And oh yes, you are going to see it - because that's part of the point, after all.
The assignment was three-fold:
1) Draw from memory someone you knew from your past, or someone you know now.
I give you, "Three Heads":
Jason Robertson was a guy I went to school with at Augusta Raa Middle School in Tallahassee, Florida - one of my few good friends from that miserably awkward part of my life. I have no idea where he is now (tho if any of you know him, send him my best), and I'm sure if he saw this he would probably not recognize himself. The closest resemblance are the glass frames.
Kenny Fulghum was my absolute best friend in grade school. He could make me laugh instantly, which landed me in constant trouble. That's supposed to be a smile, but it looks like seriously chapped lips. I'm sorry, Kenny, that I made you look like a villainous rutabaga.
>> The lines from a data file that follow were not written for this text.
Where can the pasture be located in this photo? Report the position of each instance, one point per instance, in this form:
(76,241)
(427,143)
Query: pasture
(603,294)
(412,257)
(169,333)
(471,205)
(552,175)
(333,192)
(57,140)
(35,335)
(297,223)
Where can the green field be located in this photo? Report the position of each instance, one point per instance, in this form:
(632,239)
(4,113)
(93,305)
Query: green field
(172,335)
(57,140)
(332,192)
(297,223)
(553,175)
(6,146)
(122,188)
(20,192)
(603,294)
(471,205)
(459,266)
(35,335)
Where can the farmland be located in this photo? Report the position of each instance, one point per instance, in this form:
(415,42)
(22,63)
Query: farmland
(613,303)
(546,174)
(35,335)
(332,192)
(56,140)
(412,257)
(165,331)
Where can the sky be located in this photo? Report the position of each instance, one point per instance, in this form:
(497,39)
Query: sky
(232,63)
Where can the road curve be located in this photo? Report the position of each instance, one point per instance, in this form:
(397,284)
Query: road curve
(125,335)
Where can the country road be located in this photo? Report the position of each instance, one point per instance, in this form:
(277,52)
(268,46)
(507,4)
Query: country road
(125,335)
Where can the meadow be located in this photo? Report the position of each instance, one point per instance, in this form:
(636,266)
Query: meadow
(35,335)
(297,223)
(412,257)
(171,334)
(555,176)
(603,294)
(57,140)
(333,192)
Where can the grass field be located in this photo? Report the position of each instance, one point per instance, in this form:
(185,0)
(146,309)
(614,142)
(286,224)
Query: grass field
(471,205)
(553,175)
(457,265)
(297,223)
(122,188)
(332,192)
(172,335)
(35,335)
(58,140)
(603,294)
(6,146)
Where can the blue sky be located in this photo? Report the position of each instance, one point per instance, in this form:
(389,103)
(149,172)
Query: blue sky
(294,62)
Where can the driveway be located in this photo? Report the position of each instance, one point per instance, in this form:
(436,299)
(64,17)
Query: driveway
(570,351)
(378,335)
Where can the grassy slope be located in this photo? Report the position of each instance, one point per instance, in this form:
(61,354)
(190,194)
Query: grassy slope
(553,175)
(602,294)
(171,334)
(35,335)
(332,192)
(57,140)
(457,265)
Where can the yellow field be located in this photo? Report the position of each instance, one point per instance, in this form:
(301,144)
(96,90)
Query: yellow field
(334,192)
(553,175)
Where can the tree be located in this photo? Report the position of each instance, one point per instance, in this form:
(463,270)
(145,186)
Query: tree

"SID" is a guy I used to work with at a previous job, whose real name I will not disclose. We called him SID because he once screamed at us to SHUT IT DOWN when we were having a discussion near his cubicle about someone who had just resigned, mostly due to the fact that SID was a thundering, epic, magnificent armpit sniffing shitsmear. I'm not at all sad that I made him look like a psychotic Charlie Brown. Of all these drawings, he is closest to life.
2) Sit in front of a mirror at arm's length and draw a self portrait.
I give you, "Self Portrait".
I don't even know where to begin with this. It looks like my nose has been broken, which it has not. It looks like there are 4 inches between my nose and my lips, which there are not. It looks like someone punched me on the left side of my face, which they have not - at least, not today. The only thing even remotely close is the hairline, which most certainly is that high on my forehead. I tried to draw my five o' clock shadow but it looks more like someone branded me in the face with a radiation symbol.
3) Draw your hand.
I give you, "FUCK YOU YOU SUCK".
All I can say is, holy fuckballs, my thumb is WAY fatter than I thought.
So many interesting things about these exercises. Just getting started was SO difficult! I'm not sure I understand why even. I'm used to being bad a shit - in fact there's so little I'm actually really good at that it doesn't bother me any more. But being bad at drawing feels so much more like a personal failure rather than a failure of DNA to align - I honestly don't know why.
Drawing shit from memory is god damn impossible, but it's supposed to be. So what happens is that you draw using patterns in your brain from when you last really drew anything. For me that was grade school (not counting the giant colander penis), and yeah, if you took ANY picture I drew from then and compared, you absolutely would not be able to tell the difference between them and any of the faces in Three Heads. Disturbing but also totally sensible.
And then you draw yourself, which is a mindfuck of monumental proportions. The book says, and I get it, that the purpose is to compare you drawing a face you're looking at right now versus the ones you did from memory. You can totally see my eyes are drawn pretty much the same, I still suck at drawing mouths, and I've almost no sense of proportion. I just don't know where anything properly goes. The only thing really different is the hair, which isn't bad in retrospect.
Drawing a hand, then, allows you to take personality out of what you're drawing save for the style of drawing itself - how you chose lines, what your eyes focus on as details worthy of reproduction, etc. I tried to do some shadowing here. The proportion between fingers isn't terrible, aside from looking like I banged my middle finger with a hammer. It does, I think, look like a hand. WAY more than I expected to accomplish, honestly.
Reading about all of this is an utter fascination to me - the doing of it a hundred times more fascinating, even. I'm surprised at how BADLY I want to be able to draw well. I can almost feel some struggling, nascent hope in my heart that this is a thing I can actually do, and I have to squelch the instinct to crush my own hopes with self-loathing. I wish I knew why it felt like this. I have no idea what I'm uncovering, or what it means.
But Imma keep going. Can't wait to see what happens tomorrow.